Media Release: Wednesday, August 09, 2017
Foxtel Welcomes Conviction and Sentencing of Subscription TV Pirate
Foxtel has welcomed the sentencing of a Sydney man for his role in the selling of unauthorised access to Foxtel services.
Haidar Majid Salam Al Baghdadi, 33 years old, was convicted of criminal offences relating to charges of operating an illegal network that allowed more than 8000 people across Australia to access Foxtel subscription television broadcasts for free. A Sydney court has sentenced Al Baghdadi to serve an 18 month suspended jail term for carrying out the offenses.
The conviction and sentencing are the result of on-going joint antipiracy investigations involving the Australian Federal Police (AFP), Foxtel investigators, and Irdeto, the world leader in digital platform security. The three organisations uncovered an organised criminal network responsible for committing a wide-range of intellectual property theft of Foxtel services.
Foxtel’s CEO, Peter Tonagh, said, “Foxtel welcomes today’s court ruling and hopes it sends a strong signal that this type of activity is illegal. Foxtel takes intellectual property theft very seriously as it severely undermines the creative industry including every business and individual that works so hard to deliver us the movies, sport, drama and entertainment we love.

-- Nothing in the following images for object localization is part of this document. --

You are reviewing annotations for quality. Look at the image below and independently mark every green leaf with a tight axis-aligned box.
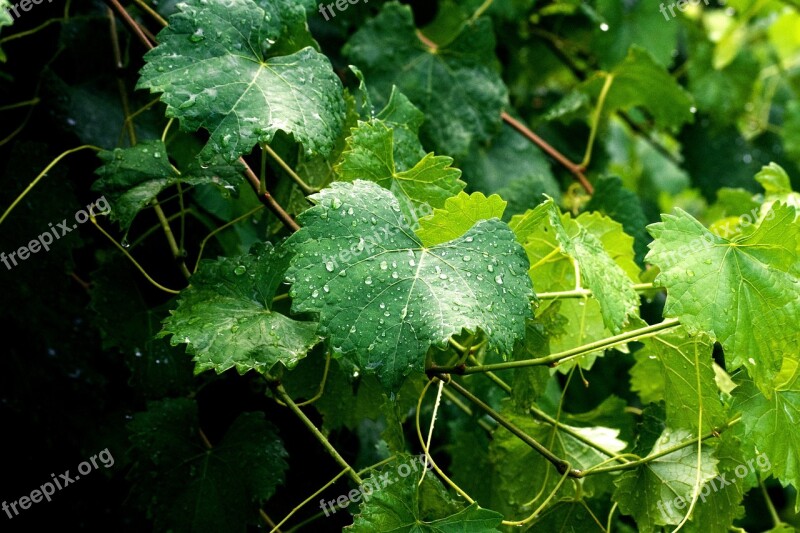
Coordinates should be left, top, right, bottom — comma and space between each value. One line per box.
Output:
160, 242, 320, 376
416, 191, 507, 247
344, 2, 508, 157
613, 428, 719, 531
732, 371, 800, 493
92, 140, 242, 230
285, 180, 533, 391
335, 120, 465, 225
91, 258, 193, 398
375, 86, 427, 170
646, 203, 800, 395
580, 47, 694, 133
511, 199, 640, 333
137, 0, 345, 162
346, 454, 504, 531
128, 399, 287, 532
529, 499, 606, 532
756, 163, 800, 212
635, 327, 727, 432
585, 176, 649, 265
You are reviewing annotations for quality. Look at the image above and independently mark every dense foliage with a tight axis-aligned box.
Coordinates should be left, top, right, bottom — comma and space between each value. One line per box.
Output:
1, 0, 800, 531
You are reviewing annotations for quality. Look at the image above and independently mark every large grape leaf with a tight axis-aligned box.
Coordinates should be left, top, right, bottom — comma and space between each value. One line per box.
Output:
285, 180, 533, 391
137, 0, 345, 163
346, 455, 503, 531
646, 203, 800, 395
732, 370, 800, 493
128, 399, 287, 532
613, 428, 719, 531
634, 327, 727, 433
93, 140, 243, 230
335, 120, 464, 225
343, 2, 508, 157
580, 46, 694, 133
160, 242, 320, 376
416, 191, 507, 247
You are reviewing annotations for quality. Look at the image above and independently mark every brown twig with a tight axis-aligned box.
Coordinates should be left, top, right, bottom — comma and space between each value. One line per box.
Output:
501, 111, 594, 194
242, 160, 301, 232
105, 0, 153, 50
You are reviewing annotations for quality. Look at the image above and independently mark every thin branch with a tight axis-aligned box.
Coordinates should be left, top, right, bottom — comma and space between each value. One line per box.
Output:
429, 318, 680, 374
263, 144, 316, 195
105, 0, 153, 50
271, 384, 362, 485
241, 159, 301, 232
537, 283, 655, 300
501, 111, 594, 194
151, 198, 192, 279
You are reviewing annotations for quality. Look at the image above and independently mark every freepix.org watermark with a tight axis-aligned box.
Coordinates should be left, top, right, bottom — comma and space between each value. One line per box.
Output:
1, 196, 109, 271
657, 452, 771, 519
3, 0, 55, 22
319, 454, 432, 516
2, 448, 114, 520
659, 0, 711, 21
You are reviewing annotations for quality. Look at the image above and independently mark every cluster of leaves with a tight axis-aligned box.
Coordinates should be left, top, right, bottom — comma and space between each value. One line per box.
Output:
2, 0, 800, 531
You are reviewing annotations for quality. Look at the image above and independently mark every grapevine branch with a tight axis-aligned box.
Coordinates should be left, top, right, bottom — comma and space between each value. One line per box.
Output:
106, 0, 301, 233
428, 318, 681, 375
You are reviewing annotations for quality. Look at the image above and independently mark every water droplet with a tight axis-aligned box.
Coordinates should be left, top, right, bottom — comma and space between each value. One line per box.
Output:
365, 277, 373, 285
462, 255, 471, 262
465, 236, 474, 243
380, 261, 388, 270
331, 198, 342, 209
391, 272, 399, 279
687, 269, 695, 277
488, 264, 494, 272
312, 290, 319, 298
439, 273, 447, 280
326, 262, 335, 272
234, 265, 247, 275
495, 275, 503, 285
409, 259, 416, 267
231, 325, 239, 333
323, 284, 330, 293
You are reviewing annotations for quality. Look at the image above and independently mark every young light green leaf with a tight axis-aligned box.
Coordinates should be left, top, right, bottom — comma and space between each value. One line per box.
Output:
137, 0, 345, 162
346, 454, 503, 531
0, 0, 12, 62
344, 2, 508, 157
93, 140, 242, 230
285, 180, 533, 391
511, 199, 640, 333
613, 428, 719, 531
647, 203, 800, 395
580, 47, 694, 132
160, 242, 320, 376
335, 120, 464, 225
128, 399, 288, 531
416, 191, 507, 247
756, 163, 800, 212
636, 327, 727, 432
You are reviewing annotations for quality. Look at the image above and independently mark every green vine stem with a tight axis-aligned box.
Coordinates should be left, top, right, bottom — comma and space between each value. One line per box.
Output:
271, 384, 363, 485
580, 73, 614, 170
429, 318, 681, 375
263, 143, 316, 195
537, 283, 655, 300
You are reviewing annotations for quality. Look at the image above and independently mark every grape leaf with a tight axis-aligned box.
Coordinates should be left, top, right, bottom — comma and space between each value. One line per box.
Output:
335, 119, 465, 225
511, 199, 640, 333
93, 140, 242, 230
160, 242, 320, 376
613, 428, 719, 531
128, 399, 287, 532
344, 2, 508, 157
732, 371, 800, 493
646, 203, 800, 395
285, 180, 533, 391
137, 0, 345, 163
346, 454, 503, 531
585, 176, 649, 265
375, 86, 427, 170
580, 46, 694, 132
635, 327, 727, 432
529, 499, 606, 532
416, 191, 507, 247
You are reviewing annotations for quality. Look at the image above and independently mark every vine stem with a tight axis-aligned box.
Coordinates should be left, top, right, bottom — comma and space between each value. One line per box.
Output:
106, 0, 153, 49
151, 199, 192, 279
89, 215, 181, 295
429, 318, 681, 374
262, 144, 316, 195
0, 98, 40, 113
537, 283, 655, 300
580, 73, 614, 169
132, 0, 168, 27
501, 111, 594, 194
0, 145, 102, 226
759, 476, 781, 527
437, 376, 576, 476
271, 384, 362, 485
194, 205, 265, 272
468, 0, 494, 23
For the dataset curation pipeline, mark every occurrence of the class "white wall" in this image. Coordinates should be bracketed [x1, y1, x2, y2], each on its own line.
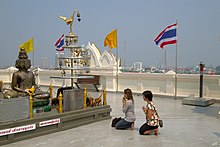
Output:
[1, 68, 220, 99]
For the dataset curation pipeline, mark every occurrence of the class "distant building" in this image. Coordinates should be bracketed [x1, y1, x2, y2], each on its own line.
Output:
[216, 66, 220, 75]
[55, 53, 59, 68]
[55, 52, 64, 68]
[41, 57, 47, 68]
[133, 62, 143, 72]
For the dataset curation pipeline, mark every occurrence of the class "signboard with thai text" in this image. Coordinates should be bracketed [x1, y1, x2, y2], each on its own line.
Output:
[0, 124, 36, 137]
[39, 118, 61, 127]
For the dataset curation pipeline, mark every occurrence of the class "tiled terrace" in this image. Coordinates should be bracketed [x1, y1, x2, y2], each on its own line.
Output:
[2, 92, 220, 147]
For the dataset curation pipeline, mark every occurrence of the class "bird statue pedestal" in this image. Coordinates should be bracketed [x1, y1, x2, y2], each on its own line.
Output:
[69, 31, 74, 36]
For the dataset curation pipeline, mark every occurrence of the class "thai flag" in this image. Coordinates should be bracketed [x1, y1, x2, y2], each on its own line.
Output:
[55, 34, 64, 51]
[154, 23, 177, 49]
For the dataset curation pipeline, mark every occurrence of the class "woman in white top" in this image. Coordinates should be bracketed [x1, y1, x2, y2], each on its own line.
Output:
[115, 88, 136, 130]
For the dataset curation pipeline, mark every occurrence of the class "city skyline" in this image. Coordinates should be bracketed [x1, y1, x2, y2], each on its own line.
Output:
[0, 0, 220, 68]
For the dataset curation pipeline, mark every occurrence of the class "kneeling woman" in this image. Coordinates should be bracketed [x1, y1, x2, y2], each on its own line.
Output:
[115, 88, 136, 130]
[139, 90, 159, 135]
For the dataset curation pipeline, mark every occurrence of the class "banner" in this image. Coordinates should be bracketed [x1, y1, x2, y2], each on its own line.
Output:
[154, 23, 177, 49]
[19, 38, 34, 53]
[55, 34, 64, 51]
[104, 29, 117, 49]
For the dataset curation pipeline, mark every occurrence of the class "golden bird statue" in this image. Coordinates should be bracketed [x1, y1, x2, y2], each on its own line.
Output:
[58, 10, 81, 33]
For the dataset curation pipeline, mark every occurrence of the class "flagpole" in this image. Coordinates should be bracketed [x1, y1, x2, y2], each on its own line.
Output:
[116, 29, 119, 93]
[32, 38, 35, 67]
[165, 48, 167, 72]
[124, 40, 126, 68]
[32, 50, 35, 67]
[116, 46, 119, 92]
[104, 29, 118, 92]
[174, 20, 178, 98]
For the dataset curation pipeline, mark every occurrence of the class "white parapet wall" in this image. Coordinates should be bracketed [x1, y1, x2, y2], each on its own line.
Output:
[116, 72, 220, 99]
[1, 68, 220, 100]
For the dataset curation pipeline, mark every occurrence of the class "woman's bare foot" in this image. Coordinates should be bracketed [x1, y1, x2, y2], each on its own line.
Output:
[154, 128, 159, 136]
[143, 128, 159, 135]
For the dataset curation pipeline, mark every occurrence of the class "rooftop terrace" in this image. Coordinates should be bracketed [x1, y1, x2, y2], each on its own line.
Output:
[2, 92, 220, 147]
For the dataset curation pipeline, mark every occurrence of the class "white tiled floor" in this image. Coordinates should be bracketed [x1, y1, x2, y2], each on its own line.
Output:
[2, 92, 220, 147]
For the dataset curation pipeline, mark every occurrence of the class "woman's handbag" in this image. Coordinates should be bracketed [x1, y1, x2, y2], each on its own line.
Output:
[111, 117, 121, 127]
[159, 119, 163, 128]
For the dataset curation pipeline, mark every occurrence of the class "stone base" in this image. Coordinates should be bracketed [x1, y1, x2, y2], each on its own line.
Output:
[182, 97, 215, 107]
[0, 97, 29, 123]
[0, 105, 111, 145]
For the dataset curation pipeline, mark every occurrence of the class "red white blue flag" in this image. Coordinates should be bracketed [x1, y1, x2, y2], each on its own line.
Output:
[55, 34, 64, 51]
[154, 23, 177, 49]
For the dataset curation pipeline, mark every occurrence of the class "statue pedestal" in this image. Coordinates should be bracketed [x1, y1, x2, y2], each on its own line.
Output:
[182, 97, 214, 107]
[0, 97, 29, 123]
[63, 89, 84, 112]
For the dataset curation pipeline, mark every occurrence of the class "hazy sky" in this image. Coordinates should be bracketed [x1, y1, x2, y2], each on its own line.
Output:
[0, 0, 220, 68]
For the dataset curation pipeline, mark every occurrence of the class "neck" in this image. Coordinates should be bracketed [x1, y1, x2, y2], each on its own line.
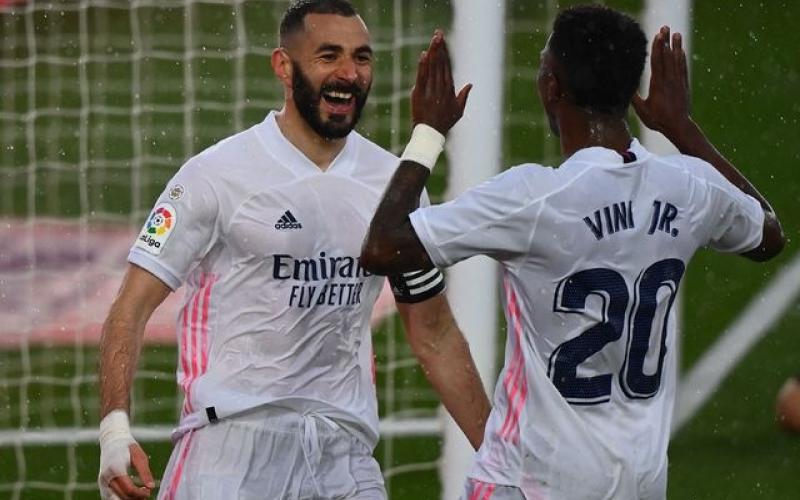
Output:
[557, 107, 633, 159]
[274, 104, 347, 171]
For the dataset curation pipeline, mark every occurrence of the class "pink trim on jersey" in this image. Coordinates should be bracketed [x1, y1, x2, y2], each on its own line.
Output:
[188, 274, 205, 409]
[162, 430, 195, 500]
[469, 479, 497, 500]
[178, 303, 191, 415]
[178, 274, 217, 416]
[200, 275, 215, 374]
[498, 277, 528, 444]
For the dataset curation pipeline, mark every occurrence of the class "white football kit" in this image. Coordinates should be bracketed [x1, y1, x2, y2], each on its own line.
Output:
[410, 139, 764, 500]
[129, 112, 412, 498]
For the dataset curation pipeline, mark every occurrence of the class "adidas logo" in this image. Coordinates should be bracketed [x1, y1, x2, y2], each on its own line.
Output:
[275, 210, 303, 230]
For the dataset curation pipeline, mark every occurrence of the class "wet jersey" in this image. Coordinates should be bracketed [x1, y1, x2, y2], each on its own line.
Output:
[129, 112, 414, 449]
[410, 139, 764, 499]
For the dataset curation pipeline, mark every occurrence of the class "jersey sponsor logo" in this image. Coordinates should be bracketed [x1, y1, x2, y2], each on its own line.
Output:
[272, 252, 372, 281]
[134, 202, 176, 256]
[288, 282, 364, 308]
[272, 252, 372, 308]
[274, 210, 302, 230]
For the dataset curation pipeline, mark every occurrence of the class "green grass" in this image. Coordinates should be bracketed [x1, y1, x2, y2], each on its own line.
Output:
[1, 0, 799, 498]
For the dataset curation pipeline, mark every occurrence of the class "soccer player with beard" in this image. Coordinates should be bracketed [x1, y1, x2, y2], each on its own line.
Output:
[96, 1, 490, 499]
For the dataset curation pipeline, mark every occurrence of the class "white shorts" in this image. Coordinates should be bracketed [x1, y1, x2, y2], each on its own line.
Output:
[462, 470, 666, 500]
[157, 405, 385, 500]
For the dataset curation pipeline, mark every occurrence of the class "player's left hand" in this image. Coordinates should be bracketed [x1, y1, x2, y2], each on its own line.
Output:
[411, 30, 472, 135]
[99, 438, 154, 499]
[633, 26, 691, 139]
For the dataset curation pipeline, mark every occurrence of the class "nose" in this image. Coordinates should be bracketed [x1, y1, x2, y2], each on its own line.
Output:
[335, 57, 358, 82]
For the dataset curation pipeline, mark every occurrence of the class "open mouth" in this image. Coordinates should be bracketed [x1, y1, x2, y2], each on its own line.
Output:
[321, 89, 357, 115]
[322, 90, 354, 105]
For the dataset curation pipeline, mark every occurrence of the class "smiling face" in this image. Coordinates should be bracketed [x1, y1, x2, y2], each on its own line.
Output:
[281, 13, 373, 139]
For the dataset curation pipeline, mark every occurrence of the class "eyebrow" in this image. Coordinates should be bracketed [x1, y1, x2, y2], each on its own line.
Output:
[315, 43, 373, 56]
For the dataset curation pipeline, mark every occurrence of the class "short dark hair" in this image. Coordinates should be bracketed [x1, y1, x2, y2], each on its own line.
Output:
[549, 4, 647, 116]
[280, 0, 358, 45]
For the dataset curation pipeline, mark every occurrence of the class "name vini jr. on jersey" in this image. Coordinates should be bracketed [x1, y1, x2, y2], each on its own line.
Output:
[273, 252, 370, 308]
[583, 199, 680, 240]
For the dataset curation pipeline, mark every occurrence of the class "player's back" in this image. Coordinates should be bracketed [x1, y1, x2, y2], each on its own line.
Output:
[459, 139, 764, 499]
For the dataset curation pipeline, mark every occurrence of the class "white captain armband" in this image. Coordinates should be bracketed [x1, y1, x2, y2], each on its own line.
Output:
[388, 267, 446, 303]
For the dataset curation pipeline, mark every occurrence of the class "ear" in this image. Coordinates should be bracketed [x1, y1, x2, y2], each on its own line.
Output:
[543, 71, 562, 105]
[271, 48, 293, 86]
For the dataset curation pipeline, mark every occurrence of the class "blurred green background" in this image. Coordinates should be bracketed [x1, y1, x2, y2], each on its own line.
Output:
[1, 0, 798, 498]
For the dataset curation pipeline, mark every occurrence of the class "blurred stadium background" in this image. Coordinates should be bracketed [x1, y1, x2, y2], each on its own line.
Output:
[1, 0, 798, 498]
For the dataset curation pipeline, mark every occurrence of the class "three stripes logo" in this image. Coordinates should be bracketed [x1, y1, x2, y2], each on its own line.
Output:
[275, 210, 303, 230]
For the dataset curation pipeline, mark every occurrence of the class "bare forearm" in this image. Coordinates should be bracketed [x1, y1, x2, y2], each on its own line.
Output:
[671, 119, 773, 212]
[364, 29, 470, 275]
[99, 305, 146, 418]
[361, 160, 433, 274]
[668, 119, 785, 259]
[99, 265, 170, 418]
[400, 297, 491, 449]
[412, 327, 490, 449]
[636, 28, 784, 262]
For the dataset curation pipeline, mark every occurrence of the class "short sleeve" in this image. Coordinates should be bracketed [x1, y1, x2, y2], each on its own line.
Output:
[128, 160, 220, 290]
[410, 165, 549, 267]
[704, 184, 764, 253]
[680, 156, 765, 254]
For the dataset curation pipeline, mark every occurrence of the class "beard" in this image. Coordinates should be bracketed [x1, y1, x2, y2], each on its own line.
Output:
[291, 61, 370, 139]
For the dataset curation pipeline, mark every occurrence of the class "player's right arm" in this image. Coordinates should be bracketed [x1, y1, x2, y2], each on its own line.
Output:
[98, 264, 169, 499]
[361, 30, 471, 274]
[389, 269, 491, 449]
[633, 26, 784, 261]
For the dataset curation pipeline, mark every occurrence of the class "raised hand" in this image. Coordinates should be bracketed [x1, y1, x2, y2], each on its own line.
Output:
[633, 26, 691, 139]
[411, 30, 472, 135]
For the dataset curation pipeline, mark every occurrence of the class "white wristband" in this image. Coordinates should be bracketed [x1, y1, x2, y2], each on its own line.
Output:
[401, 124, 445, 171]
[99, 409, 133, 445]
[98, 409, 137, 498]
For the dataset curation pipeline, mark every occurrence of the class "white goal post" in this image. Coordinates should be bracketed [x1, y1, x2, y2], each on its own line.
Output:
[440, 0, 505, 497]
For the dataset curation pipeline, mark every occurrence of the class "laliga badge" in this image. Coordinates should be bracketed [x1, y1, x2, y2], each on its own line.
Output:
[135, 202, 177, 256]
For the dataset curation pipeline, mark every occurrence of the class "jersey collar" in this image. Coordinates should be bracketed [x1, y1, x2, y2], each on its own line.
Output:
[564, 138, 651, 167]
[256, 111, 358, 176]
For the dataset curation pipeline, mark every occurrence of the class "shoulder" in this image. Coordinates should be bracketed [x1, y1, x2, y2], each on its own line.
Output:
[193, 124, 268, 172]
[347, 131, 400, 187]
[508, 162, 556, 179]
[352, 131, 399, 168]
[453, 163, 559, 209]
[169, 129, 262, 201]
[656, 153, 710, 173]
[654, 153, 732, 189]
[501, 162, 567, 196]
[180, 122, 285, 191]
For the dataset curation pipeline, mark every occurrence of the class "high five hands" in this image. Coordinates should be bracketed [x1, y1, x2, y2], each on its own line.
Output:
[632, 26, 692, 139]
[412, 30, 472, 135]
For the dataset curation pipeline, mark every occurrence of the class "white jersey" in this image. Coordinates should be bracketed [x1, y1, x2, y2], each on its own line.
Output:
[410, 139, 764, 499]
[130, 112, 408, 449]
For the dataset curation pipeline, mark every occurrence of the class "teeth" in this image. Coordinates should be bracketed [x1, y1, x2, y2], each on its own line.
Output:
[324, 91, 353, 100]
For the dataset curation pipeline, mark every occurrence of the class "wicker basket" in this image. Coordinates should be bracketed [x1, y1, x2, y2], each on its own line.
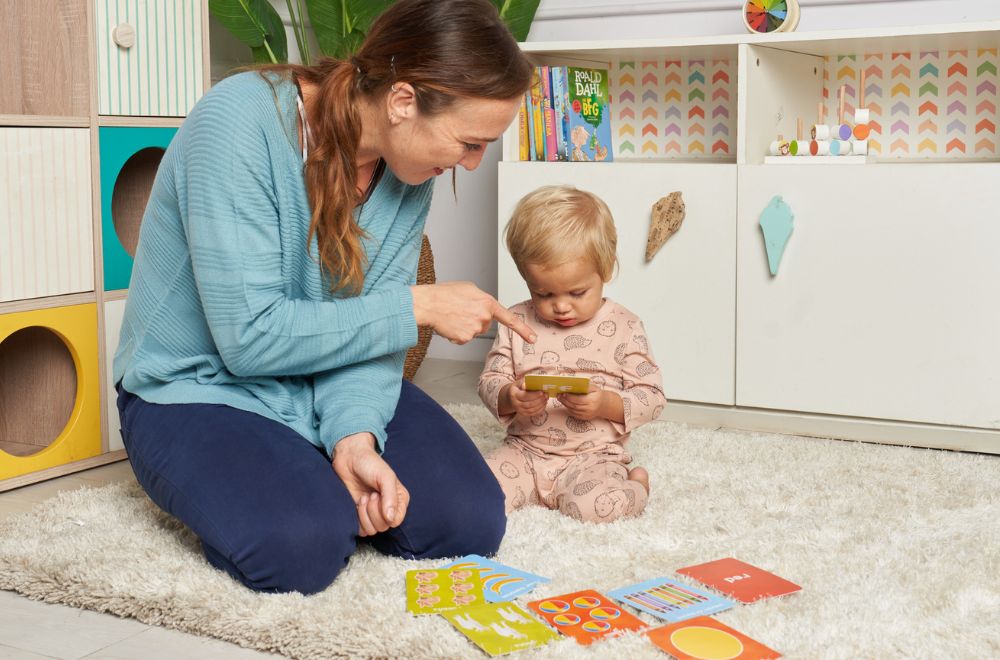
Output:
[403, 235, 435, 381]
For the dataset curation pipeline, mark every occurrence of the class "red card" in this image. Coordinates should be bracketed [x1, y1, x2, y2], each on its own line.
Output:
[527, 589, 647, 645]
[646, 616, 781, 659]
[676, 558, 800, 603]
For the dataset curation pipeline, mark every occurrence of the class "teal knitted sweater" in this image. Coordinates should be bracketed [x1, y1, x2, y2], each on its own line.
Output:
[113, 72, 432, 455]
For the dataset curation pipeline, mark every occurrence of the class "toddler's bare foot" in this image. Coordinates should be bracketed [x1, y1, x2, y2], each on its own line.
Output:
[628, 467, 649, 494]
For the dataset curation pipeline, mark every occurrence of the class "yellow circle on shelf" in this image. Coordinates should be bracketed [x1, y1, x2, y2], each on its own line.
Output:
[670, 626, 745, 660]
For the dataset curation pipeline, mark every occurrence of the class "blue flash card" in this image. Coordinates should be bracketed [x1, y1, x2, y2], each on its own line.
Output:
[441, 555, 549, 602]
[608, 577, 734, 623]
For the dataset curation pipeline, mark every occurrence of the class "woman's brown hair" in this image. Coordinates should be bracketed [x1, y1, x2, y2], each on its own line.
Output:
[263, 0, 533, 294]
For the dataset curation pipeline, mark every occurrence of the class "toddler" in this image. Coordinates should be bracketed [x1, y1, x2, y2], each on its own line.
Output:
[479, 185, 666, 523]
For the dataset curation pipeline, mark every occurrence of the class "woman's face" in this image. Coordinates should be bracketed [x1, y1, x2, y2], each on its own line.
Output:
[384, 94, 522, 185]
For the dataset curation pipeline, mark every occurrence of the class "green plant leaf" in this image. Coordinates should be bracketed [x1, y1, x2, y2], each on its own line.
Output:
[209, 0, 288, 63]
[491, 0, 541, 41]
[305, 0, 394, 59]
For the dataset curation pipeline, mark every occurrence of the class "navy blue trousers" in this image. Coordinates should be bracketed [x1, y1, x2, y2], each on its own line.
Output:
[117, 380, 506, 595]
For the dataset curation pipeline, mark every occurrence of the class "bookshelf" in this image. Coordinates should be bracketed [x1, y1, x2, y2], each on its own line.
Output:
[0, 0, 209, 490]
[499, 22, 1000, 453]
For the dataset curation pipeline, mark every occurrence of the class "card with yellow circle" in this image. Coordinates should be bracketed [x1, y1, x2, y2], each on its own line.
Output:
[527, 589, 647, 645]
[646, 616, 780, 659]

“Foxtel conducts ongoing investigations into the theft of Foxtel programming and we are proud to work so closely with the AFP and our partners at Irdeto to ensure the full force of the law is applied to protect our content.”
Rory O’Connor, Senior Vice President of Cybersecurity Services at Irdeto, said, “This conviction is another step forward in the global fight against online piracy. The seriousness of these crimes should not be underestimated and this result is further proof that piracy will not be tolerated. Partnerships like this play a crucial role in not only detecting these pirate networks, but ensuring that the perpetrators are brought to justice.”
Foxtel looks forward to continuing work with the rest of the Australian media industry to address the issue of piracy in Australia.